Simchowitz is pleased to present “Suddenly, I will play my ace,” program artist Lily Ramirez’s second solo exhibition with the gallery. Join us for an opening reception on Saturday, January 13th from 6PM-8PM at Simchowitz DTLA (727 E. Washington Blvd. Los Angeles, CA 90021 with parking located at 720 E. 18th St.). Introducing a new body of works on paper, Ramirez proffers an exploration of the human experience, delving into themes of family relationships, friendship, revenge, abandonment, and the underlying loneliness prevalent in our daily lives.
“Suddenly, I will play my ace” encapsulates Ramirez’s intimate connection to personal narratives, weaving a tapestry of emotions drawn from her experiences and interactions. “When I draw, I’m transported to moments spent in my room and my friends’ rooms, where we would sit on the bed and talk about life,” Ramirez shares. “It’s the feeling of coming back from a concert or show, or finding a sticker from a magazine from a local liquor store that someone gave you, a school love letter, or even a school hate letter—that carried so much significance.”
Throughout the exhibition, Ramirez invites viewers into the multifaceted chambers of adolescence—a blend of the older sister’s bedroom, the archetypal ‘cool girl’ bedroom, and the sanctuary of one’s bed, a silent witness to hours spent in tears. Each piece reflects the artist’s nuanced exploration of these spaces, mirroring the ceaseless dialogue that adults, parents, aunties, and uncles continuously engage in, highlighting the underlying problems that permeate their daily interactions.

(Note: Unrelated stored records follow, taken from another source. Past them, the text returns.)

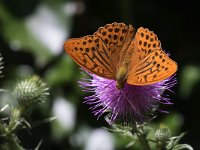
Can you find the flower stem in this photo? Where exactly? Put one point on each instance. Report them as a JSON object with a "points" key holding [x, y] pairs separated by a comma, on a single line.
{"points": [[141, 137]]}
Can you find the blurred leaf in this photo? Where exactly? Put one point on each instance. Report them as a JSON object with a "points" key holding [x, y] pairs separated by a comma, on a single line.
{"points": [[61, 72], [190, 76]]}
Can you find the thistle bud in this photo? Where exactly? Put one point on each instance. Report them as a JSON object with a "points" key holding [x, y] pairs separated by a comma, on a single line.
{"points": [[30, 91], [162, 135]]}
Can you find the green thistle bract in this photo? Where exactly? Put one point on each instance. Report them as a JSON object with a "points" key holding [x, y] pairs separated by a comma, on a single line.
{"points": [[31, 91]]}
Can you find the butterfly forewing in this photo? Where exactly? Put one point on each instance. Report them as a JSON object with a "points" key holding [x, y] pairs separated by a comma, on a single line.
{"points": [[151, 63], [91, 54], [117, 38], [102, 52]]}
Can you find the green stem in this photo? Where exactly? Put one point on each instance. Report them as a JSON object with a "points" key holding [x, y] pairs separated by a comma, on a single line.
{"points": [[142, 138]]}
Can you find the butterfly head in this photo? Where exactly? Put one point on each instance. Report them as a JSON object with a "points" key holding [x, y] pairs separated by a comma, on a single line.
{"points": [[121, 77]]}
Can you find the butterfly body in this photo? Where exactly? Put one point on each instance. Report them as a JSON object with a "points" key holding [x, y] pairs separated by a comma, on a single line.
{"points": [[116, 52]]}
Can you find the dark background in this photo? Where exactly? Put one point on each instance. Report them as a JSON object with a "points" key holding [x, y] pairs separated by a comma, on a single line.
{"points": [[175, 22]]}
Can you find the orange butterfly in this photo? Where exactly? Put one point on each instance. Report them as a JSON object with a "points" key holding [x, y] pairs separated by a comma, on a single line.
{"points": [[116, 52]]}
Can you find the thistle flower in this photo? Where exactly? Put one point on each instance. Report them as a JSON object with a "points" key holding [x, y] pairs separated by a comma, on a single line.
{"points": [[132, 103], [30, 91]]}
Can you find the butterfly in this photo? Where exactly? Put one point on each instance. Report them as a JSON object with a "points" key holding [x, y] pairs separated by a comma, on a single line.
{"points": [[116, 52]]}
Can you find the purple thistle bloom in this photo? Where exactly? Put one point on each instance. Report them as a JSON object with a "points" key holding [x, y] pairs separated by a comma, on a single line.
{"points": [[132, 103]]}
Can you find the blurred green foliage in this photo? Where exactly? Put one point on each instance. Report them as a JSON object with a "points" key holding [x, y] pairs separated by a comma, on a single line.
{"points": [[32, 34]]}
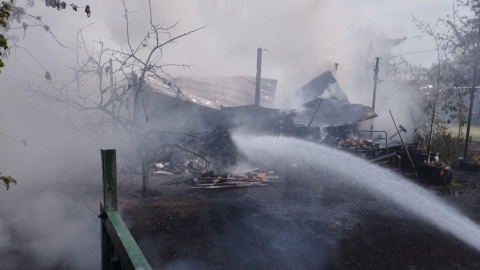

Ramirez’s ability to encapsulate raw emotions within her art is palpable, as she evokes deep introspection and connection through her creative expressions. Her use of gestural mark making infuses personal narratives into her art in covert ways, a discrete codex for the intrigued observer. The artists’ use of language, poetry and prose, weaves the work together into familial formations, strings of sentences and songs, all humming in unison for those curious enough to seek what might be beneath the surface.